Cine+Mas S.F. Latino Film Festival

Various San Francisco, Oakland and Berkeley theaters
Sept. 14–30, 2018

California is a blue state, and Texas is turning purple. That tells us something about the true nature of immigration, assimilation and multiculturalism. The S.F. Latino Film Festival transcends headlines and slogans with movies whose themes encompass family, tradition, culture, urbanization and injustice—and that span this side of border down to the tips of Chile and Argentina. It reaches a kind of crescendo in Yo No Me Llamo Ruben Bladés (Ruben Bladés is Not My Name), Panamanian director Abner Menaim’s opening night portrait of a man for whom art, politics and life are a single pulsing thread.

A scene from Luchino Visconti's 'The Leopard.'
A scene from Luchino Visconti's 'The Leopard.' (Courtesy of BAMPFA)

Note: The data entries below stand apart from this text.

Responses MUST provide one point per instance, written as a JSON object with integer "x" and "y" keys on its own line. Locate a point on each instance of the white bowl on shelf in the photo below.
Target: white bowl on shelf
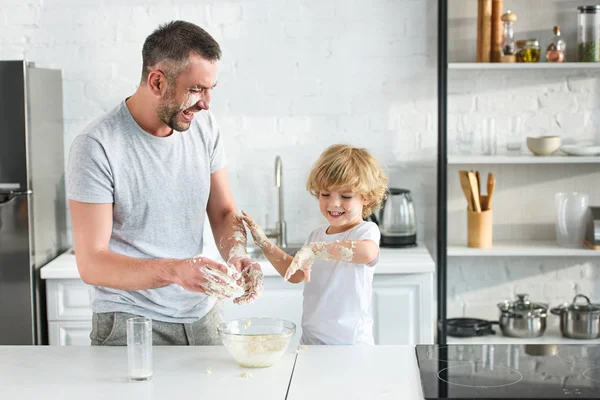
{"x": 580, "y": 150}
{"x": 543, "y": 145}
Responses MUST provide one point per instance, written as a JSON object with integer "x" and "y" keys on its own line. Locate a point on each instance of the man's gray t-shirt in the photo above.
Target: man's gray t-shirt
{"x": 159, "y": 187}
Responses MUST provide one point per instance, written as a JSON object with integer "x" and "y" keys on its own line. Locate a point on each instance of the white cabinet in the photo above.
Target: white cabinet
{"x": 402, "y": 308}
{"x": 69, "y": 333}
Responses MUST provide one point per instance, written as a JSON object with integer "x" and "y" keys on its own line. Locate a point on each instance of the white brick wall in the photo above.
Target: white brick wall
{"x": 297, "y": 76}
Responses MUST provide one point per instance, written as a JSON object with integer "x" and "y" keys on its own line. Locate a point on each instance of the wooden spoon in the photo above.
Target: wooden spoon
{"x": 475, "y": 191}
{"x": 466, "y": 187}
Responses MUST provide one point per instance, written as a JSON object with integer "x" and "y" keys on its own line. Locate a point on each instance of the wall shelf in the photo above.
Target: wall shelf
{"x": 551, "y": 336}
{"x": 523, "y": 66}
{"x": 457, "y": 159}
{"x": 520, "y": 248}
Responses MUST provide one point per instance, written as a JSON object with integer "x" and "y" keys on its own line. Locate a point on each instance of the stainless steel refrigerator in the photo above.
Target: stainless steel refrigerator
{"x": 32, "y": 196}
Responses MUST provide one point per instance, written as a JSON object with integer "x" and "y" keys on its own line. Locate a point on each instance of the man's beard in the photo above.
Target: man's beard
{"x": 168, "y": 112}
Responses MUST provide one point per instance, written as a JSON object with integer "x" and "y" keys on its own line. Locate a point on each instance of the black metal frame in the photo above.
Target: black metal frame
{"x": 442, "y": 166}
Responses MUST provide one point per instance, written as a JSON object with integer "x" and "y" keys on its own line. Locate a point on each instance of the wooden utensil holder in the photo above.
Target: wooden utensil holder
{"x": 479, "y": 229}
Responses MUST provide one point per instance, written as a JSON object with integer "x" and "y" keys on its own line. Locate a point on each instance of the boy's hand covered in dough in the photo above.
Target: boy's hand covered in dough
{"x": 303, "y": 260}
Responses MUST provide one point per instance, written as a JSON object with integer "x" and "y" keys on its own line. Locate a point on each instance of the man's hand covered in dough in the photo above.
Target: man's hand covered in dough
{"x": 251, "y": 280}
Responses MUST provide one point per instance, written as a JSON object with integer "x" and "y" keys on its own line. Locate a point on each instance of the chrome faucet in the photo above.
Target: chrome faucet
{"x": 280, "y": 231}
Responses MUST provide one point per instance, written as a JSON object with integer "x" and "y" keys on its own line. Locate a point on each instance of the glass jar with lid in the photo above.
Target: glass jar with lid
{"x": 588, "y": 33}
{"x": 528, "y": 50}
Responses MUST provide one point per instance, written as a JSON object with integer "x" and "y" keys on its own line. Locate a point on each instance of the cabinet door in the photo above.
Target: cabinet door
{"x": 403, "y": 309}
{"x": 279, "y": 300}
{"x": 68, "y": 299}
{"x": 69, "y": 333}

Luchino Visconti: Cinema of Struggle and Splendor

Berkeley Art Museum and Pacific Film Archive
Sept. 14–Nov. 30, 2018

Ossessione, Bellissima, Rocco and His Brothers, The Leopard, The Damned, Death in Venice. There’s nothing coy or tentative about the titles of Luchino Visconti’s films; they set the stage for wrenching drama and fierce emotion before you even walk in the theater. An insider by birth and an outsider by way of political philosophy and sexual orientation, the late, great Italian director had the rare ability to infuse stark scenarios with lush (and luscious) artistry. (Your fall immersion in Italian cinema should include Ciao Marcello!, the Mastroianni marathon at the Castro on Sept. 22.)

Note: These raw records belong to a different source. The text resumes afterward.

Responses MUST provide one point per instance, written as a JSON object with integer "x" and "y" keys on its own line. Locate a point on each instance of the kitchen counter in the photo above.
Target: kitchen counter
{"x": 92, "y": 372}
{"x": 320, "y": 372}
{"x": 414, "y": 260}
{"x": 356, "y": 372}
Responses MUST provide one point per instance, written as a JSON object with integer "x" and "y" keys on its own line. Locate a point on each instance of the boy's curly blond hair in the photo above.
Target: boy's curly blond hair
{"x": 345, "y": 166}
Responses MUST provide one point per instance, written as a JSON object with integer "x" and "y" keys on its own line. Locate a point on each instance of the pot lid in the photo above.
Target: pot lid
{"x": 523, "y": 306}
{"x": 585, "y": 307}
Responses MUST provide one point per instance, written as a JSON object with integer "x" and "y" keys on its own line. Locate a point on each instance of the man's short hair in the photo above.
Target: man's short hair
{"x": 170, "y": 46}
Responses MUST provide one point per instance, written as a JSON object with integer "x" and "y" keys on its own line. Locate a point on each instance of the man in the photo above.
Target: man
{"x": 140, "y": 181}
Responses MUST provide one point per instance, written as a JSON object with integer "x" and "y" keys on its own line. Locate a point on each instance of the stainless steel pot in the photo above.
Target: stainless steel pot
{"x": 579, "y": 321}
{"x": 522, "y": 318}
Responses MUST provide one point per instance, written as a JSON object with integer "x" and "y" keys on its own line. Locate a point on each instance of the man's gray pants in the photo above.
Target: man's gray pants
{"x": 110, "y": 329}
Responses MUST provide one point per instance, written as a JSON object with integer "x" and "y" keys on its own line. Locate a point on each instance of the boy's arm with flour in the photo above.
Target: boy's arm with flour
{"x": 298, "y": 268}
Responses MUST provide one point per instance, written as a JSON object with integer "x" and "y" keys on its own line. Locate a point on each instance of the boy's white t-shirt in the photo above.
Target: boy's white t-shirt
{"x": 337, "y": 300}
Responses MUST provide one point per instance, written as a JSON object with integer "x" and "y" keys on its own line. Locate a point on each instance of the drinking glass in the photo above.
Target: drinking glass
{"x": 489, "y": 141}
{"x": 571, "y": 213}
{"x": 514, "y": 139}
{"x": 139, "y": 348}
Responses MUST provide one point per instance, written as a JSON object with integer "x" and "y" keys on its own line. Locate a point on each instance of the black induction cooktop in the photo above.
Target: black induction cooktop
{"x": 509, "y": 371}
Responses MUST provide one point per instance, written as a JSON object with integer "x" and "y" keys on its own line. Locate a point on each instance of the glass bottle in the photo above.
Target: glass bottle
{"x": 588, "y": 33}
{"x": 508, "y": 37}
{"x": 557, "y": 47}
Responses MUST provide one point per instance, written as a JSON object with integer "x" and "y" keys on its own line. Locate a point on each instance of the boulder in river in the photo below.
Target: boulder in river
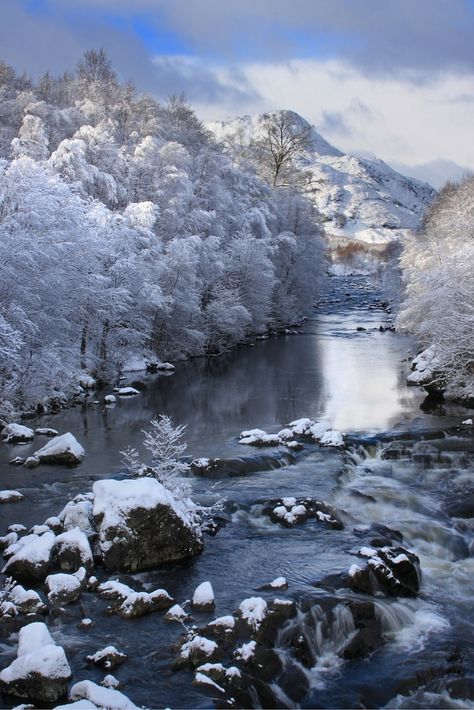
{"x": 141, "y": 525}
{"x": 290, "y": 511}
{"x": 393, "y": 571}
{"x": 10, "y": 496}
{"x": 203, "y": 597}
{"x": 40, "y": 672}
{"x": 31, "y": 558}
{"x": 64, "y": 449}
{"x": 108, "y": 658}
{"x": 17, "y": 433}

Still from 'A Private War.'
Still from 'A Private War.' (Courtesy of Aviron Pictures)

Mill Valley Film Festival

Various North Bay theaters
Oct. 4–14, 2017

Marin County’s annual autumnal gem has figured out how to make two filmmaking strands, seemingly poles apart, harmoniously coexist: the hard-hitting social-issue documentaries that seek to incite audiences, and the star-driven dramas that aspire to gold statuettes. The grit and the glamour, if you will. But perhaps they aren’t as different as we think, because nowadays the prestige narratives are rarely backed by profit-obsessed Hollywood studios and represent the handiwork of serious-minded actors and filmmakers with a conscience. Hence the opening night selection of A Private War, documentary filmmaker Matthew Heineman’s narrative debut starring Rosamund Pike as real-life war correspondent Marie Colvin.

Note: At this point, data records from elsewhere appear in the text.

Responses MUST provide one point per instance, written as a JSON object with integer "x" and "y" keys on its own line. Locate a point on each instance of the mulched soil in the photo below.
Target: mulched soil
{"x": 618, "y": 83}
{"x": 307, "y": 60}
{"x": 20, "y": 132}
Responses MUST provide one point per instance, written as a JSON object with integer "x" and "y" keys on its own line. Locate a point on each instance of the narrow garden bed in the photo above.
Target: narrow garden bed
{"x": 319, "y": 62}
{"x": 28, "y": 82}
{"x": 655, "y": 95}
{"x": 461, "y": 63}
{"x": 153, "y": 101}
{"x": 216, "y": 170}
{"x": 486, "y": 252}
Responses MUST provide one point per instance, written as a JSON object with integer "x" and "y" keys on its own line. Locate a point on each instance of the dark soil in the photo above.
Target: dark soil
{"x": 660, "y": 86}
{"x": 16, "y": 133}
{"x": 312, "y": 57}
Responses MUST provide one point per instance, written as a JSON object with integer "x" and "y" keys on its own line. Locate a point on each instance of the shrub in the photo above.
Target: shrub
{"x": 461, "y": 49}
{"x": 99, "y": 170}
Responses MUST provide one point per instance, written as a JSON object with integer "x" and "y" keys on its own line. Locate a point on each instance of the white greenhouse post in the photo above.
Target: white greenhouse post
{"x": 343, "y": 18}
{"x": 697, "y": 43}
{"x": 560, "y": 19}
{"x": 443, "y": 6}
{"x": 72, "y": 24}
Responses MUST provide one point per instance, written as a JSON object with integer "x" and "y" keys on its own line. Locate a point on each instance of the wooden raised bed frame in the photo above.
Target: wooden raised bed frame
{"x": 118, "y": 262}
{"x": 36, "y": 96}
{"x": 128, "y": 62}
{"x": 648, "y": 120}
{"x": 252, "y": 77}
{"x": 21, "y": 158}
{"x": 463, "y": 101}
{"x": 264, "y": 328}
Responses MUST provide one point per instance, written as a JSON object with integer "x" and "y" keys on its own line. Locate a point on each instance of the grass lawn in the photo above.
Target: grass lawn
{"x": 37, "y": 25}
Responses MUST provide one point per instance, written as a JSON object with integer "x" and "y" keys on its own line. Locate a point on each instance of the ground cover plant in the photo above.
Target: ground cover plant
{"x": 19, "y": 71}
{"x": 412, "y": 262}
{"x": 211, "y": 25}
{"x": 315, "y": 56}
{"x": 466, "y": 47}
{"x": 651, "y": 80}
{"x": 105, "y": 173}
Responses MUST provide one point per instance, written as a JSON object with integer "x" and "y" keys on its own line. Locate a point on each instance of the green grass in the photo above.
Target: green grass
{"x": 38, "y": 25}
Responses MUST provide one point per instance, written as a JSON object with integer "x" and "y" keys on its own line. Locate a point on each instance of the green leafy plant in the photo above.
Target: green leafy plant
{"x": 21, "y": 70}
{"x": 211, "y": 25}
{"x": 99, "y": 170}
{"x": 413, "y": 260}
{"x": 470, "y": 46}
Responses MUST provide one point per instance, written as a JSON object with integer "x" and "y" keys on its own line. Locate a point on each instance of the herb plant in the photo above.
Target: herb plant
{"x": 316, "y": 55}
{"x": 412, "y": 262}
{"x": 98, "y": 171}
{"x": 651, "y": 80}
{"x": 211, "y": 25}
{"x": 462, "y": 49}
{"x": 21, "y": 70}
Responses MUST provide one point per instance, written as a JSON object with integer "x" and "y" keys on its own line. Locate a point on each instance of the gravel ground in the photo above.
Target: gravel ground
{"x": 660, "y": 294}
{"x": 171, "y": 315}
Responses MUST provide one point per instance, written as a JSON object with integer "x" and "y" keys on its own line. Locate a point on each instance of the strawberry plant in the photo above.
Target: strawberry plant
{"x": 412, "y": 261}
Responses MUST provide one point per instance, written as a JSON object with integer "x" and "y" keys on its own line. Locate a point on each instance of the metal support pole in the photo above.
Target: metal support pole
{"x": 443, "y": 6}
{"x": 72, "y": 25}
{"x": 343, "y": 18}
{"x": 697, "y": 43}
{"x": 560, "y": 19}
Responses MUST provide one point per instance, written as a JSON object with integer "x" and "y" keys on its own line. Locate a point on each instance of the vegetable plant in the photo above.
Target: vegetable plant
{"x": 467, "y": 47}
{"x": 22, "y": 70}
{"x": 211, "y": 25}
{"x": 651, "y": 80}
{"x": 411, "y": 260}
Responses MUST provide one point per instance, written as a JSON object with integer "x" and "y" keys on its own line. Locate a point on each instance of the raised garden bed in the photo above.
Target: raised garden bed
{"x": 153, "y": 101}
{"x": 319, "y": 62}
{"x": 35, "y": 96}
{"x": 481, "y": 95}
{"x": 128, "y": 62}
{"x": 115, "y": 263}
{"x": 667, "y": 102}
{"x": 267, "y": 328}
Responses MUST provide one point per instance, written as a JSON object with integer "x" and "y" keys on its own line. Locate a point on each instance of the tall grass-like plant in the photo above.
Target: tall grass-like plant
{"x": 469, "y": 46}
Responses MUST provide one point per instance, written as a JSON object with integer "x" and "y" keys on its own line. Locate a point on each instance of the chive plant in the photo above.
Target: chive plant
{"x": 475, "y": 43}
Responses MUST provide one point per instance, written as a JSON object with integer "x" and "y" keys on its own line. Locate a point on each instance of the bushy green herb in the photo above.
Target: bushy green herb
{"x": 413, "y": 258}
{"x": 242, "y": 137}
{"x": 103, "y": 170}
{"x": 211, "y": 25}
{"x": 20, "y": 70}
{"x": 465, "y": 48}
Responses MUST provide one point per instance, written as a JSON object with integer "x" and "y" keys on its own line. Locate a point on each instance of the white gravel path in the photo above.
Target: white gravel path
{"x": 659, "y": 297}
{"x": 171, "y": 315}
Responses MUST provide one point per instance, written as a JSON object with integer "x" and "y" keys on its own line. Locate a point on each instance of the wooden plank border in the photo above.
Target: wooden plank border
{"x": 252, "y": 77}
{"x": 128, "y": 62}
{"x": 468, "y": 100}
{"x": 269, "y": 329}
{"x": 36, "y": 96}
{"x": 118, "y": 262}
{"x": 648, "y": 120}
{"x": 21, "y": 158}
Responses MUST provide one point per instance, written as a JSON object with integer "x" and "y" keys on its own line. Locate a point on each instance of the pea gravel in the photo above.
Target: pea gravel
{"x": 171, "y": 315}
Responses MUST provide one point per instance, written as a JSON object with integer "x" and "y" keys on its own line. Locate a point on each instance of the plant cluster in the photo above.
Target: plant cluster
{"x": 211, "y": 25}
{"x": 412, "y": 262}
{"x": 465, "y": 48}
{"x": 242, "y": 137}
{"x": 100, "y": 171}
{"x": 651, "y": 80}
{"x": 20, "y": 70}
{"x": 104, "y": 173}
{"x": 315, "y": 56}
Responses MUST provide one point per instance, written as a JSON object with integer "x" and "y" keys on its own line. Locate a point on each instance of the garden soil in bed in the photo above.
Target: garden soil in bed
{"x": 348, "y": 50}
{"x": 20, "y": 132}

Still from Satyajit Ray's 'Pather Panchali.'
Still from Satyajit Ray's 'Pather Panchali.' (Courtesy of SFFILM)

Satyajit Ray: Intimate Universes

San Francisco Museum of Modern Art
Oct. 4–21, 2018

Modern Cinema, the thrice-yearly, three-weekend film series programmed and presented by SFFILM and SFMOMA, does a mighty swell job of connecting cinema’s past and present. It’s difficult to think of a filmmaker more timeless and universal than this season’s focus, Satyajit Ray, who put Indian cinema on the map in 1955 with the gentle-yet-unsentimental neorealist masterpiece Pather Panchali and its sequels Aparajito and The World of Apu (all screening Oct. 4 and 5). The program encompasses Ray’s humanist brothers-in arms (peers Vittorio de Sica and Jean Renoir and successors Abbas Kiarostami and Krzysztof Kieślowski), as well as directors with a special affinity for India like Merchant-Ivory and Mira Nair. Highly recommended for anyone needing a dose of compassion, reason and humanity as an antidote to the campaign cacophony.

Sponsored

'Bohemian Rhapsody'

Opens Nov. 2, 2018 in Bay Area theaters
Then again, perhaps arena-scale bombast is exactly what we need as the election season reaches its climax. Bryan Singer’s biopic, conceived by Brits Anthony McCarten and Peter Morgan and written by McCarten, recounts Queen’s rise to stardom, lead singer Freddie Mercury’s pursuit of a solo career and the band’s legendary 1985 performance at the Live Aid fundraising concert for Ethiopia. Expect the whole megillah: kick-out-the-jams rock, hedonistic excess, shimmering costumes, diva outbursts, tender romance and shameless third-act tearjerking. Regardless of your sexual or musical orientation, plan on three hankies.